Fritz: Flu vaccinations have always been important. I believe the COVID pandemic has highlighted the importance of mitigating communicable diseases in the workplace in a way that may not have been prioritized in the past. Employers have a better understanding of the cascading effects that having someone ill and contagious at work can cause. Flu vaccinations are another step in preventing the spread of disease, lost production and lost revenue.

HRE: You say you’ve seen more interest in pop-up clinics offering flu shots versus this time a year ago. Tell me more about rising interest and the likely reasoning behind it.

Adam Fritz, Eden Health
Adam Fritz, Eden Health

Fritz: Last year at this time, less than 28% of all employers had returned to the workplace, with a significant number of employees across the nation feeling uncomfortable about returning. Now, many employers are increasing their back-to-workplace initiatives while trying to maintain a safe environment. COVID vaccinations, mask-wearing and testing are all common initiatives we have seen in an effort to mitigate risk. This awareness of the risk of communicable diseases has naturally led more employers to consider the benefits of offering flu vaccinations as well. To date, we have had six times the requests for flu vaccination workplace pop-ups we had in 2019 and 2020.

Related: How return-to-work plans are evolving due to the Delta variant

HRE: Do you think employers should be more aggressive about encouraging flu shots this year? If so, how can they do that in tandem with the COVID-19 vaccines, which have presented some polarization in the workplace?

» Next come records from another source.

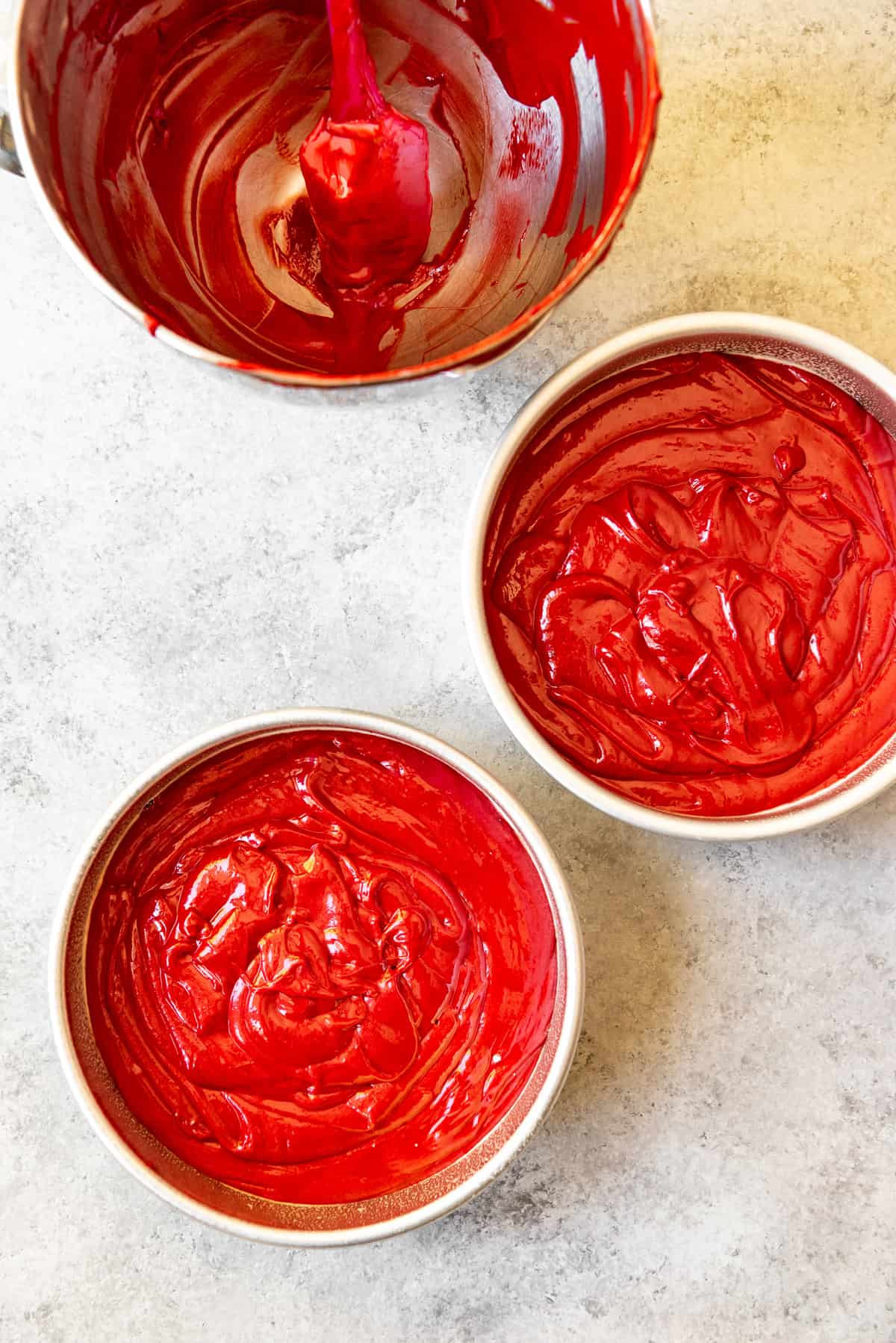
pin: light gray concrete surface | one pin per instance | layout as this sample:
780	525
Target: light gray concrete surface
178	550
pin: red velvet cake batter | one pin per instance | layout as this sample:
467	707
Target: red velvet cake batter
691	585
321	967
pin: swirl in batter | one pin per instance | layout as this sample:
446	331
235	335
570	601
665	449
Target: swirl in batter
323	969
691	585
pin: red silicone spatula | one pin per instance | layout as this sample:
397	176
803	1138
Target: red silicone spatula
366	170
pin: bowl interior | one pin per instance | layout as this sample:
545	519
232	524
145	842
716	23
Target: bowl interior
539	120
768	338
152	1162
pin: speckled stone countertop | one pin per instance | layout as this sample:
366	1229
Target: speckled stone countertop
179	548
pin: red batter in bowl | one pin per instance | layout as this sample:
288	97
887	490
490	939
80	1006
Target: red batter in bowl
422	214
321	967
691	583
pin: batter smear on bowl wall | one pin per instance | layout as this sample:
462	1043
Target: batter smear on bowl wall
691	583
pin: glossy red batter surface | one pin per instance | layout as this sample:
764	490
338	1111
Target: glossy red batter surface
691	585
321	967
199	155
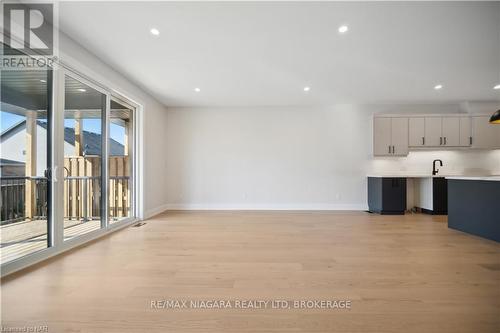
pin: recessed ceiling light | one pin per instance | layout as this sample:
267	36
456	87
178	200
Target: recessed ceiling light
343	29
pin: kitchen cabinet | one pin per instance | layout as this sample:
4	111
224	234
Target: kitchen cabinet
416	132
395	135
390	136
387	195
450	131
433	195
484	134
433	129
465	139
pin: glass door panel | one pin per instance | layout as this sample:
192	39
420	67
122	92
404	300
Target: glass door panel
84	116
120	164
25	158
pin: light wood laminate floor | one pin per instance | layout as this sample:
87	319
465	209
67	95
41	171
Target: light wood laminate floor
402	273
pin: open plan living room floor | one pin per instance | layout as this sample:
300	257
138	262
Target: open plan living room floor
397	273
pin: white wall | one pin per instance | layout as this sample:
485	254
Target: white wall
152	122
287	157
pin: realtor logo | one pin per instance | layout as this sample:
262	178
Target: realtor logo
28	29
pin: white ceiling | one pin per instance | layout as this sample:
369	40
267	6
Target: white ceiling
245	54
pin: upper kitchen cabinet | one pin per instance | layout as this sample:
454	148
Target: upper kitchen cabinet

Fritz: Employers have had some difficult challenges in recent months regarding vaccination communication and expectations with their employees. The silver lining is the new openness to conversations regarding vaccinations and their importance to public health and safety. While there are some differences in the effects COVID and influenza have on the population, both are communicable, viral diseases that can be mitigated with proper hygiene and safety measures, including vaccinations. Employers should prioritize the same open conversations with their staff about flu vaccinations as they have with COVID.

HRE: What’s the best way employers can encourage flu shots for their employees? Any tips or best practices?

Fritz: Communication and access are key ingredients for successful vaccination initiatives. Employers should remind their employees of the upcoming flu season, encourage vaccinations and inform them of known options for access to the vaccination. Employers should remember that prioritizing these discussions and efforts not only makes the workplace safer, it instills trust in their employees that they are invested in their health and wellbeing.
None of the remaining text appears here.